I'm guessing North Korea will not be abandoning their nuclear program since they have been pursuing it since the late 1950s with the help of the former Soviet Union. Since then, with its own uranium resources, it has successfully launched long range missiles. It also has tested three nuclear devices. The most recent was in February and caused an earthquake that registered 5.1 in magnitude. The estimated yield was six to seven kilotons, according to South Korean officials.

Additionally, China is put in the midst of a serious balancing act. It is the trade and aid they provide to North Korea that keeps the impoverished nation afloat. "It gives China plausible deniability in North Korea's cooperation in the nuclear sphere and missile area with Pakistan and Iran, two countries that give the U.S. and India, China's chief strategic rivals, heartburn," Marcus Noland, a member at the Peterson Institute and author of several books on North Korea, said.

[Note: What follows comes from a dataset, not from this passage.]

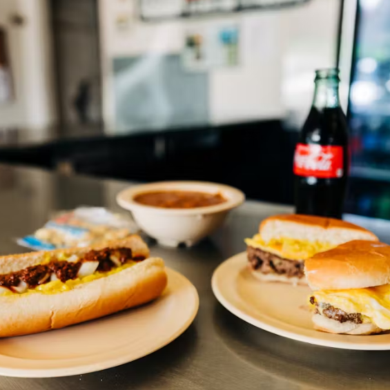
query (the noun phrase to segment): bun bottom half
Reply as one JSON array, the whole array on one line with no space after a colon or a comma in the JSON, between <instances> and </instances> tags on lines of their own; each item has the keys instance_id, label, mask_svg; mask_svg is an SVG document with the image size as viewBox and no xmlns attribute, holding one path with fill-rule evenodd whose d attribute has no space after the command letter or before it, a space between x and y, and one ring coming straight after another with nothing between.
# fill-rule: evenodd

Noland also said that China is concerned that the threats of North Korea are pushing Asia-Pacific countries towards the U.S. which might lead to South Korea and Japan developing their own nuclear deterrent. A February poll indicated that 66.5 percent of South Koreans were in favor of obtaining nuclear weapons.

Noland then went on to point out that if China were to apply too much pressure on North Korea, its regime would collapse. "So paradoxically it is North Korea's weakness that gives it the license to engage in these provocations because while China may disapprove and China may take mild actions to try to discipline North Korea, in the end China fears instability in North Korea more than it fears other outcomes associated with North Korean behavior," he said.